Hello Spring Bread
- 1 tablespoon active dry yeast
- 1 cup milk, warmed to about 110
- 1/2 cup flour
- 1 tablespoon sugar
- 2 3/4 cups flour
- 1 teaspoon salt
- 1/2 tablespoon active dry yeast
- 1/3 cup sugar
- 4 tablespoons butter, at room temperature
- 2 eggs, at room temperature
- 1 egg yolk, reserve white for topping
- 2 teaspoons vanilla
- Zest of one big orange I used a Cara Cara
- 1/2 cup candied orange peel
- the remaining egg white
- ¼ cup pearl sugar I used Swedish pearl sugar which is on the finer side
- Sprinkle the yeast on the warm milk and let it sit for 5 minutes. Whisk in the flour and sugar, cover (I used one of these reusable stretchy lids—see note), and let it rest overnight at room temperature.
- The next day, combine all of the ingredients from the bread sections besides the candied fruit and zest with the starter in a large bowl or in the bowl of a stand mixer.
- Mix with a dough hook until a smooth, glossy, and slightly sticky dough forms.
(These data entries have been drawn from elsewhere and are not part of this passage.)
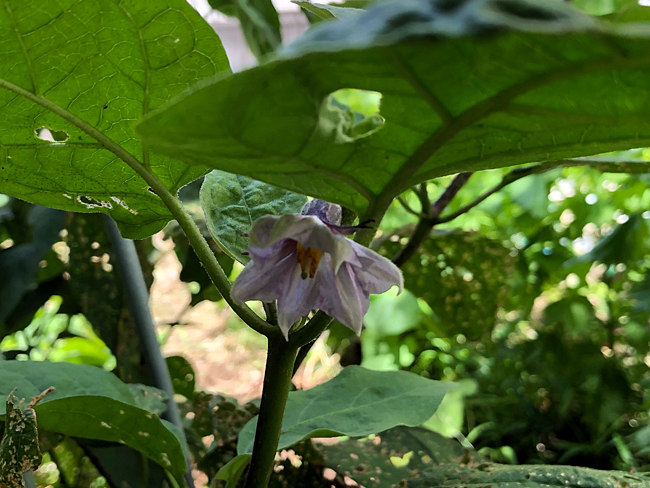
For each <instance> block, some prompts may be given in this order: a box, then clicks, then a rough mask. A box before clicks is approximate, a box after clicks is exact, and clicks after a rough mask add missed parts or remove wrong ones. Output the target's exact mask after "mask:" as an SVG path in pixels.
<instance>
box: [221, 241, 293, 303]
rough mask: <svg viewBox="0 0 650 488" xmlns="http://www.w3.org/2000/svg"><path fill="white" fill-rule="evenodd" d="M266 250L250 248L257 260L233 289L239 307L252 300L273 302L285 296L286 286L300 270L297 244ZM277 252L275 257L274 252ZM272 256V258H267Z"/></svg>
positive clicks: (230, 290)
mask: <svg viewBox="0 0 650 488" xmlns="http://www.w3.org/2000/svg"><path fill="white" fill-rule="evenodd" d="M275 247H276V246H272V247H269V248H266V249H263V250H260V249H259V248H255V247H253V246H250V247H249V250H250V251H251V256H252V257H253V260H252V261H251V262H250V263H248V264H247V265H246V267H245V268H244V269H243V270H242V272H241V273H239V276H237V279H236V280H235V282H234V283H233V285H232V289H231V290H230V295H231V296H232V298H233V300H235V301H236V302H239V303H244V302H247V301H248V300H261V301H263V302H271V301H273V300H276V299H277V298H278V297H280V296H281V294H282V293H283V292H284V288H285V283H286V282H287V281H288V280H289V279H291V274H292V272H293V270H294V269H296V268H297V269H300V267H299V266H298V261H297V258H296V251H295V244H294V245H293V250H291V246H287V245H286V244H284V243H283V244H280V245H279V246H277V247H278V248H279V249H277V248H276V249H274V248H275ZM272 251H275V254H274V253H273V252H272ZM265 253H268V255H265Z"/></svg>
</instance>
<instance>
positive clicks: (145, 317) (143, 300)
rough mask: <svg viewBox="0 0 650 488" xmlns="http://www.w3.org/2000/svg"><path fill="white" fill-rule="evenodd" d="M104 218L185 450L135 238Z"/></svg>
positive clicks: (108, 234) (136, 313) (135, 325)
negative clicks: (122, 234)
mask: <svg viewBox="0 0 650 488" xmlns="http://www.w3.org/2000/svg"><path fill="white" fill-rule="evenodd" d="M103 217H104V223H105V225H106V229H107V231H108V236H109V238H110V240H111V245H112V246H113V250H114V251H115V255H116V257H117V266H118V267H119V270H120V274H121V276H122V282H123V283H124V288H125V290H126V294H127V297H128V300H129V309H130V311H131V315H132V316H133V321H134V322H135V326H136V329H137V332H138V336H139V337H140V342H141V343H142V349H143V350H142V352H143V356H144V360H145V362H146V363H147V366H148V367H149V371H150V373H151V379H152V382H153V386H155V387H156V388H158V389H160V390H162V391H164V392H165V393H167V395H168V396H169V400H168V401H167V410H166V411H165V413H163V415H162V417H163V418H164V419H165V420H167V421H169V422H171V423H172V424H174V425H175V426H176V427H177V428H178V429H179V431H180V432H181V434H182V435H183V442H185V449H186V450H187V441H186V440H185V433H184V431H183V423H182V421H181V416H180V413H179V411H178V406H177V405H176V402H175V401H174V387H173V385H172V380H171V376H170V375H169V368H167V362H166V361H165V358H164V357H163V355H162V352H161V351H160V344H159V343H158V337H157V336H156V329H155V327H154V324H153V319H152V317H151V311H150V310H149V293H148V291H147V285H146V284H145V282H144V276H143V275H142V268H141V267H140V261H139V259H138V254H137V251H136V249H135V245H134V244H133V241H131V240H128V239H124V238H123V237H122V236H121V234H120V231H119V230H118V228H117V225H116V224H115V222H114V221H113V219H111V218H110V217H109V216H107V215H104V216H103ZM185 481H186V483H187V486H188V487H189V488H194V480H193V479H192V471H191V468H190V465H189V462H188V465H187V472H186V473H185Z"/></svg>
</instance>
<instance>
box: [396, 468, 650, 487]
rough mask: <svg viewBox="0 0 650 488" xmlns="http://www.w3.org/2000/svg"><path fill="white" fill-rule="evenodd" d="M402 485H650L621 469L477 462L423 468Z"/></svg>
mask: <svg viewBox="0 0 650 488" xmlns="http://www.w3.org/2000/svg"><path fill="white" fill-rule="evenodd" d="M400 486H404V488H425V487H430V486H436V487H439V488H458V487H462V486H491V487H492V488H545V487H548V486H565V487H567V488H572V487H581V486H588V487H589V488H613V487H627V488H649V487H650V478H649V477H648V475H647V473H638V474H636V473H635V474H630V473H625V472H623V471H599V470H596V469H590V468H576V467H573V466H525V465H524V466H503V465H499V464H486V463H481V464H476V465H470V466H459V465H458V464H442V465H440V466H436V467H433V468H430V469H428V470H426V471H423V472H422V473H421V474H420V476H418V477H417V478H413V479H409V480H405V481H403V482H402V484H400Z"/></svg>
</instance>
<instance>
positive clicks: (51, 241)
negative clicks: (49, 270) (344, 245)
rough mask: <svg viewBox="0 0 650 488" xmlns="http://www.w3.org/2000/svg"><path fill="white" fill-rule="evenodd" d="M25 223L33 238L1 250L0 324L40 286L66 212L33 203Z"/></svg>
mask: <svg viewBox="0 0 650 488" xmlns="http://www.w3.org/2000/svg"><path fill="white" fill-rule="evenodd" d="M0 164H1V163H0ZM0 175H1V173H0ZM0 178H1V176H0ZM0 181H1V180H0ZM0 185H1V183H0ZM24 224H26V225H25V227H26V228H28V229H30V230H31V239H30V240H29V241H28V242H23V243H20V244H17V245H15V246H13V247H10V248H9V249H3V250H0V276H2V280H1V281H0V324H2V323H3V322H4V321H5V320H6V319H7V318H8V317H9V316H10V315H11V313H12V312H13V311H14V309H15V308H16V306H17V305H18V303H19V302H20V299H21V298H22V297H23V296H24V295H25V294H26V293H28V292H29V291H30V290H33V289H35V288H36V287H37V285H38V274H39V269H40V266H39V264H40V263H41V261H42V260H43V259H44V257H45V255H46V254H47V253H48V252H50V251H51V250H52V244H54V243H55V242H56V241H57V240H58V239H59V232H60V231H61V229H62V228H63V213H62V212H58V211H56V210H52V209H49V208H45V207H37V206H30V208H29V210H28V214H27V218H26V222H25V223H24Z"/></svg>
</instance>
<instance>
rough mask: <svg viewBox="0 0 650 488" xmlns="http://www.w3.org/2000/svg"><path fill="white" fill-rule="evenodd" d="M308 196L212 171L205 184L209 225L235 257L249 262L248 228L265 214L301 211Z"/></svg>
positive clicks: (206, 177)
mask: <svg viewBox="0 0 650 488" xmlns="http://www.w3.org/2000/svg"><path fill="white" fill-rule="evenodd" d="M305 203H307V197H306V196H304V195H299V194H297V193H293V192H290V191H286V190H281V189H280V188H277V187H275V186H271V185H267V184H266V183H262V182H261V181H257V180H253V179H251V178H247V177H245V176H238V175H234V174H232V173H225V172H223V171H212V172H211V173H210V174H208V175H207V176H206V177H205V180H204V182H203V186H202V187H201V206H202V207H203V211H204V212H205V220H206V223H207V224H208V229H210V233H211V234H212V237H214V239H215V241H217V242H218V243H219V246H221V248H222V249H223V250H224V251H226V252H227V253H228V254H229V255H230V256H231V257H232V258H233V259H236V260H237V261H239V262H241V263H247V262H248V261H250V258H249V257H248V255H247V254H242V253H244V252H247V251H248V242H249V239H248V231H249V230H250V228H251V226H252V225H253V222H255V220H257V219H258V218H259V217H263V216H264V215H282V214H286V213H300V210H301V209H302V207H303V206H304V205H305Z"/></svg>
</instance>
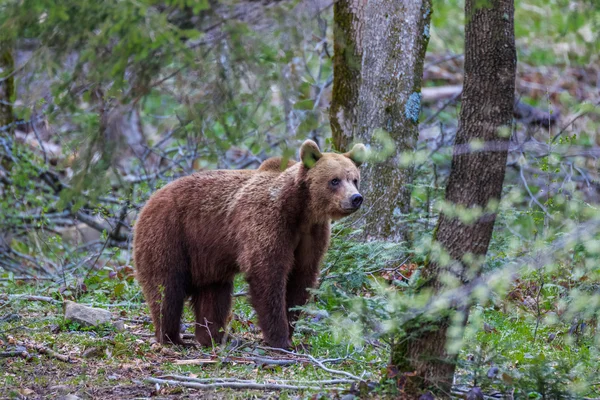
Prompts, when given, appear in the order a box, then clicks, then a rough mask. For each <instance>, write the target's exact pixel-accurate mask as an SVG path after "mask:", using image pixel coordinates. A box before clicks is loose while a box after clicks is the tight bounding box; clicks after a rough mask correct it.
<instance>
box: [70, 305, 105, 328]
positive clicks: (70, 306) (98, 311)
mask: <svg viewBox="0 0 600 400" xmlns="http://www.w3.org/2000/svg"><path fill="white" fill-rule="evenodd" d="M64 309H65V319H68V320H70V321H73V322H78V323H80V324H82V325H86V326H98V325H100V324H105V323H107V322H110V318H111V314H110V312H109V311H106V310H103V309H101V308H94V307H88V306H84V305H81V304H77V303H75V302H73V301H68V300H67V301H65V303H64Z"/></svg>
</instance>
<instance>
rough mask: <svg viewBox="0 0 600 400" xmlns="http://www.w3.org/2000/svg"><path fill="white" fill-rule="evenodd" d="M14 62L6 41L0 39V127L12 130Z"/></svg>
mask: <svg viewBox="0 0 600 400" xmlns="http://www.w3.org/2000/svg"><path fill="white" fill-rule="evenodd" d="M14 69H15V62H14V59H13V56H12V49H11V48H10V46H9V44H8V43H7V42H2V41H0V129H2V131H10V130H12V126H11V124H12V123H13V122H14V117H13V107H12V103H13V101H14V96H15V78H14V76H13V75H12V74H13V72H14Z"/></svg>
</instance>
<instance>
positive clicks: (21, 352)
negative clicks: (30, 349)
mask: <svg viewBox="0 0 600 400" xmlns="http://www.w3.org/2000/svg"><path fill="white" fill-rule="evenodd" d="M10 357H22V358H30V357H31V355H30V354H29V353H28V352H26V351H5V352H2V353H0V358H10Z"/></svg>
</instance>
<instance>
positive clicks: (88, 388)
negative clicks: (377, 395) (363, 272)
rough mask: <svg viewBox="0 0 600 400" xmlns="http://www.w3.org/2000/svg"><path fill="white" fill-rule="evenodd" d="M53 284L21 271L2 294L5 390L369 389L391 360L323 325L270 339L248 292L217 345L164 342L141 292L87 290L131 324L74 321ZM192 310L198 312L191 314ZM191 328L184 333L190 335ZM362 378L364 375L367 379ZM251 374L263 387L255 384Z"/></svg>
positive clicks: (288, 396)
mask: <svg viewBox="0 0 600 400" xmlns="http://www.w3.org/2000/svg"><path fill="white" fill-rule="evenodd" d="M48 286H49V285H47V284H44V283H33V284H32V283H31V282H29V283H26V284H25V283H24V282H20V281H17V284H16V285H13V284H9V285H5V286H4V289H5V290H3V291H4V294H0V398H18V399H19V398H20V399H25V398H26V399H46V398H61V397H63V398H68V399H76V398H82V399H83V398H85V399H106V398H111V399H114V398H148V397H153V398H165V399H169V398H190V397H193V398H227V399H229V398H240V399H247V398H282V399H284V398H288V397H289V398H322V396H323V398H342V397H343V396H344V395H352V394H358V393H359V390H361V389H362V390H368V386H371V385H367V386H366V387H363V386H364V385H365V383H366V382H369V379H373V377H377V376H379V370H380V369H381V368H382V367H384V366H385V359H384V358H383V357H384V353H385V352H383V351H378V347H377V346H368V349H367V348H364V349H361V351H357V350H354V351H353V349H351V348H350V346H345V345H336V344H334V341H333V340H332V339H331V337H329V336H327V337H324V336H323V335H317V336H312V337H311V336H303V335H296V336H297V339H296V340H295V344H296V349H295V351H294V353H296V354H290V353H283V352H281V351H275V350H271V349H268V348H266V347H264V344H263V343H262V341H261V336H260V332H259V331H258V329H257V328H256V327H255V326H254V324H253V322H252V320H251V319H248V318H246V317H245V316H244V313H245V312H246V311H247V310H249V306H248V304H247V302H246V300H245V298H243V297H238V298H237V299H236V305H235V308H234V320H233V321H232V323H231V327H232V328H231V330H232V331H234V330H235V331H236V332H235V333H230V334H229V339H228V340H227V343H226V344H225V345H224V346H218V347H215V348H214V349H212V350H211V349H202V348H199V347H179V346H161V345H159V344H157V343H154V342H153V338H152V334H151V332H152V325H151V321H150V320H149V318H148V315H149V314H148V312H147V309H146V307H145V304H144V303H142V302H141V299H140V300H138V301H137V302H136V301H128V302H125V303H124V302H118V301H115V302H113V303H112V304H111V303H110V302H109V303H103V304H98V303H94V304H91V302H90V299H91V297H90V296H83V297H82V298H80V299H79V300H78V302H80V303H84V304H87V305H90V306H91V305H93V306H95V307H99V308H104V309H107V310H110V312H111V314H112V320H113V322H115V321H122V322H123V324H122V325H121V327H120V329H121V330H122V331H119V329H117V328H115V327H114V326H113V325H112V324H105V325H102V326H99V327H95V328H84V327H82V326H80V325H78V324H76V323H73V322H70V321H66V320H65V318H64V313H63V305H62V302H61V301H58V300H55V299H54V298H52V297H46V296H39V294H40V293H43V294H44V295H47V293H48V290H47V289H48ZM1 287H2V282H0V288H1ZM185 320H186V321H189V322H191V314H186V316H185ZM190 331H192V332H193V327H192V328H190V327H189V326H188V329H187V332H190ZM299 336H303V337H299ZM191 337H192V335H191V334H189V333H186V334H185V335H184V339H187V341H189V342H190V343H192V340H193V339H192V338H191ZM298 339H299V340H298ZM309 354H310V355H309ZM173 376H175V377H173ZM177 376H179V377H185V378H178V377H177ZM153 377H154V378H159V377H164V378H165V379H171V380H173V379H192V380H193V379H203V380H204V381H202V384H206V383H212V384H217V386H218V385H219V384H220V383H224V384H225V386H226V385H229V384H234V386H235V385H238V386H241V387H238V388H233V389H230V388H226V387H225V388H223V387H216V388H210V387H209V388H203V390H202V391H200V392H199V391H198V389H196V388H186V387H183V386H180V385H178V384H166V383H164V382H163V383H155V382H151V381H149V379H150V378H153ZM224 378H225V379H224ZM358 378H361V379H364V381H365V383H363V384H362V386H360V385H358V382H359V379H358ZM223 379H224V380H223ZM375 379H377V378H375ZM323 381H328V382H323ZM353 382H356V383H353ZM187 383H193V382H189V381H188V382H187ZM248 383H250V384H252V385H254V384H256V385H257V386H256V387H257V389H252V388H245V387H244V386H245V384H248ZM269 385H272V386H269ZM284 385H291V386H300V387H305V386H308V387H310V388H308V389H303V388H299V389H297V388H292V389H286V388H285V386H284ZM372 394H373V395H375V394H374V393H372ZM69 396H70V397H69ZM349 398H352V396H349Z"/></svg>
It should form a ball that comes up onto the dough hook, if it is too soft, add small amounts of flour until it looks like dough rather than a batter. This will take a few minutes so keep an eye on your mixer to make sure it doesn’t overheat.
- Knead in the grated orange rind and candied fruit.
- Cover the bowl, and let the dough rise for about 2 hours or until it doubles in bulk.
- Grease 4 brioche (or taco bowl molds, see note) tins. Divide the dough among the tins. Cover with a tea towel and allow to rise for about 1 hour or until it doubles in bulk again.
- Preheat oven to 375
- Whisk the egg white until frothy, stir in the sugar then brush it on each bread.
- Bake for 10 minutes then reduce heat to 350 and continue baking for another 20 minutes until golden brown. Remove from the molds and cool on a wire rack.
This is another recipe where I went down a rabbit hole of watching videos and reading recipes in a language I don’t really speak. My sight word list is almost all food words so it sort of works. This recipe was inspired by Italian Colomba di Pasqua (aka Colomba Pasquale aka Easter Dove Bread). I dispensed with the traditional “dove” shape (I’m sorry but even Italians in Italy admit it doesn’t look like a dove and my local Italian market sells an individual version like this so I think I am in the clear) but I did go back to using candied peel and not simple “dried fruit” or worse yet— the raisins that English language recipes seemed to use. In all of the videos I watched, the Italians were clearly using candied fruit. I like oranges so I used a ton of zest from a Cara Cara and orange peel but I bet a lemon or citron version would be very good too. The Italians love their high moisture doughs (as we’ve learned in our adventures in pizza making this pandemic) so it is a very soft dough but it has a great flavor and excellent texture. I used all milk in the starter–most American recipes used only water and the Italians used either milk or a combo of milk and water but I liked using all milk so I did.
I made two of the loaves into bread pudding!